Katie at Creepy Query Girl and I must have been on the same page this weekend. Or in the same book. Or maybe not, since there are a lot of published books that could be counted in our thoughts. What are those thoughts?
That story comes first, then comes the writing. Katie says premise. Same diff, in this case.
I was reading a book this weekend by a major author who’s been published several times. TV programs have been made from her books. This is no small-time, self-published author. And there are phrases such as:
He whispered in an urgent voice.
‘Any questions?’ Heads were shaken.
And the drawing–the drawing was even more horrible. It was…grotesque.
What a wonderful place. [Not dialogue or thought, but prose, followed by nothing showing how it’s wonderful.]
On one page, I counted 7 “was”s and 4 “very”s. While describing a Rottweiler, its shoulders sank, its muzzle drooped and its tail tucked between its legs (Rotts don’t have tails). There’s an adverb on nearly every dialogue tag (and just about every line has a tag).
Another book I read nearly a year ago that became a NYT Bestseller, includes countless phrases such as “I could hear…”, “I could feel…”, “I saw…”, “I decided…” and “I realized…” Lots of showing rather than telling and even more “was”s and “that”s.
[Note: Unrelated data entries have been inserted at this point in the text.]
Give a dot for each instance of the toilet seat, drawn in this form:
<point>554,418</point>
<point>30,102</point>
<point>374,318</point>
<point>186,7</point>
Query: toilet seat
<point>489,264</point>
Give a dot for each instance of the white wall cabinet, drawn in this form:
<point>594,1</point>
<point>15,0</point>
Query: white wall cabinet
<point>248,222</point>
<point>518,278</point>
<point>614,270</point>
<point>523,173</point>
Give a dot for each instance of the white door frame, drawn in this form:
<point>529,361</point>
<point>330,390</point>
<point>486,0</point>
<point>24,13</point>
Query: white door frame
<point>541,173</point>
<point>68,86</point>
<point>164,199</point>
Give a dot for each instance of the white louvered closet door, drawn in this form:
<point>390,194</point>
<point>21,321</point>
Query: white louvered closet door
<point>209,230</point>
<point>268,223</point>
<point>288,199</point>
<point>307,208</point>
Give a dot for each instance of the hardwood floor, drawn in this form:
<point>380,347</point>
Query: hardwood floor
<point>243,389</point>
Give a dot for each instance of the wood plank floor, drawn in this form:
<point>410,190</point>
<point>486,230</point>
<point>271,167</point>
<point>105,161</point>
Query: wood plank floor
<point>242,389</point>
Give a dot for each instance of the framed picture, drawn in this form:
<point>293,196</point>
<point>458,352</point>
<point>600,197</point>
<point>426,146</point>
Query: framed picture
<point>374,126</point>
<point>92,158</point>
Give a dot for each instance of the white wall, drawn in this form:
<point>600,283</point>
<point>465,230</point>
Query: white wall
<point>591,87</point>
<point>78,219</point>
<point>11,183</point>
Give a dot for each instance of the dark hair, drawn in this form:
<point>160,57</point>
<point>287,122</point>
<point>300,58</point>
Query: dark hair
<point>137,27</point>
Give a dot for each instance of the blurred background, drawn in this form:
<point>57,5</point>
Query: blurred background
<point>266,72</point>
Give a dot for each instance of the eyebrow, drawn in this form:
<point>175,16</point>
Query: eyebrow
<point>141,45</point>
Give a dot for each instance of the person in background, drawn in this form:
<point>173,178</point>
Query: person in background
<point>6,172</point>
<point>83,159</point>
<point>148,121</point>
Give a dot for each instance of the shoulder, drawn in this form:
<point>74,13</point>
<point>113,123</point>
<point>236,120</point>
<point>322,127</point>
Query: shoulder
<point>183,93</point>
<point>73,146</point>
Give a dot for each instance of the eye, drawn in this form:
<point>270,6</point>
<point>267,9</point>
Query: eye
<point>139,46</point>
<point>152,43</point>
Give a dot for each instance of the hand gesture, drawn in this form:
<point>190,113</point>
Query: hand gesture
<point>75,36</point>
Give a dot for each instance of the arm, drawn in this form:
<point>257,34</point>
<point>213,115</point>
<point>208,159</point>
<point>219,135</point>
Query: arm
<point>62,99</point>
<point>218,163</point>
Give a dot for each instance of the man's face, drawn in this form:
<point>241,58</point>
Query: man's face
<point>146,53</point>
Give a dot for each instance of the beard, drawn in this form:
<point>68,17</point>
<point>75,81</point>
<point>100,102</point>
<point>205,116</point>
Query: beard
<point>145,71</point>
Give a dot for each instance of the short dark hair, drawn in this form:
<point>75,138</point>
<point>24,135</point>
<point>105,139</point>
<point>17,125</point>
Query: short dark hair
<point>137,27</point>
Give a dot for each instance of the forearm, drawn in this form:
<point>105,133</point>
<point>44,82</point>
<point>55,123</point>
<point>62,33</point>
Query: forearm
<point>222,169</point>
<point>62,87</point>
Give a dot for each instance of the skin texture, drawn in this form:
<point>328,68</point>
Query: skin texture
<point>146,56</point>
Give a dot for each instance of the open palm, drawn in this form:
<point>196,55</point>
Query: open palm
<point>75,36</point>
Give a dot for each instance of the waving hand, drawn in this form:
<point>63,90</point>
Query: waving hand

In fact, “was” and “that” make numerous unnecessary appearances in almost every book I read.
I’ve read the first of bestselling Amanda Hocking’s self-published books and there are more than a few typos. She’s said she hired an editor, but, sadly, she didn’t get her money’s worth. But the story was still good. And when Hocking signed on with St. Martin’s, one of the publishers said they wanted her work because she was an excellent story teller.
In other words, story comes first. Then comes writing and everything else.
I haven’t finished the book in my first example, but I can vouch for this in the second example and Hocking’s. And I’m not saying any of these books were poorly written. In fact, two of them were very well written. They just needed some polishing.
Others, however, are absolutely awful enough that they detract from the reading experience. As in Katie’s example, you just can’t stand to finish it. And in that case, who cares if the story is even good? You’ve read those, right? And wonder how on earth those books even got published?
The moral here is to keep weeding out those “was”s and “very”s and “that”s, but remember that story is most important. It doesn’t matter if your book doesn’t have a single “was” or “that.” If the story’s lame, it won’t sell. But if you have a strong story, you can be forgiven for the little things.